De werkgever zal in deze de condities creëren die nodig zijn om de plaatsingsmogelijkheden
in eerste instantie binnen en daarenboven buiten het rijk optimaal te benutten. Belangrijke
condities hierbij zijn o.a. transparantie van – en inzicht in de mogelijkheden op
– de arbeidsmarkt van het rijk en maatregelen die een optimale werking van deze arbeidsmarkt
versterken en/of borgen.
In fase 2 maakt de mobiliteitsadviseur gezamenlijk met de medewerker een mobiliteitsplan
op.
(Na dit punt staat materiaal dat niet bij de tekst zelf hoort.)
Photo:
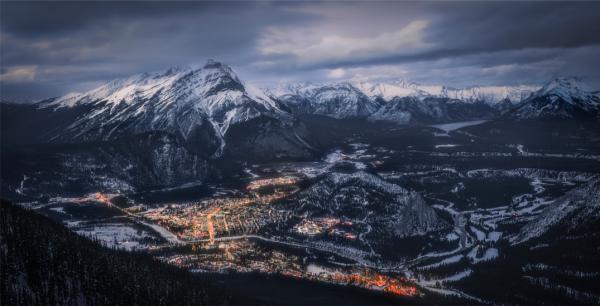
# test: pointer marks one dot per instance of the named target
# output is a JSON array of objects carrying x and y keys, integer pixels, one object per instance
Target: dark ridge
[{"x": 43, "y": 263}]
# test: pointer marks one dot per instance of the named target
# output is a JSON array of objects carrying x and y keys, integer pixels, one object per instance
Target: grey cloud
[{"x": 75, "y": 45}]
Mogelijke onderdelen van het plan kunnen zijn het in kaart brengen van eigen kwaliteiten
en ontwikkelpunten, de bepaling van reële loopbaanwensen en het volgen van relevante
scholing. Bij het opstellen van het plan kan gebruikt gemaakt worden van een Loopbaanscan
door een extern adviseur (zie voorziening 3). In geval een mobiliteitsplan (mede)
gericht is op externe mobiliteit kan door de mobiliteitsadviseur of een extern bureau
ook ondersteuning worden gegeven in de vorm van outplacement.
In fase 3, na aanwijzing van een medewerker als herplaatsingskandidaat, wordt door
de mobiliteitsadviseur, in samenspraak met de medewerker en het bevoegd gezag, een
herplaatsingsplan opgesteld. Bevoegd gezag en medewerker zijn gezamenlijk verantwoordelijk
voor de totstandkoming en de inhoud van het plan en stellen het plan gezamenlijk vast.
Indien binnen een redelijke termijn geen overeenstemming over het plan bereikt kan
worden, stelt het bevoegd gezag het plan eenzijdig vast. De medewerker krijgt in dat
geval de gelegenheid de eigen visie apart in het plan te vermelden. In het plan wordt
de uitkomst van een loopbaanscan betrokken (als de medewerker deze beschikbaar stelt)
en worden loopbaanplan en eventueel bestaande loopbaanafspraken betrokken. De medewerker
heeft het recht om gedurende de looptijd van het sociaal flankerend beleid één of
tweemaal een loopbaanscan te doen (zie voorziening 3). Mogelijke onderwerpen van het
herplaatsingsplan zijn verder:
-
– de uitgangssituatie van de medewerker, inclusief gegevens met betrekking tot de persoonlijke
omstandigheden die relevant zijn voor de herplaatsing,
-
– de voorkeuren van de medewerker,
-
– de aandachtspunten bij het zoeken naar een passende functie,
-
– het zoekgebied (alleen binnen de sector of ook daarbuiten),
-
– de mogelijkheid om tijdelijke werkzaamheden te zoeken en op te dragen,
-
– welke (loopbaan)instrumenten van sociaal flankerend beleid worden ingezet,
-
– de planning van acties van management, medewerker en mobiliteitsadviseur (wie, wat,
wanneer),
-
– het evaluatiemoment.
(extra en aanvullend beleid).
3. Loopbaanscan
[Regeling vervallen per 01-01-2012]
Fase 1: R Fase 2: R Fase 3: R
De medewerker heeft onverlet de termijnen genoemd in artikel 71-b ARAR het recht om tijdens de looptijd van het Sociaal Flankerend Beleid ten minste één
vertrouwelijke loopbaanscan te doen met behulp van een professionele externe loopbaandeskundige.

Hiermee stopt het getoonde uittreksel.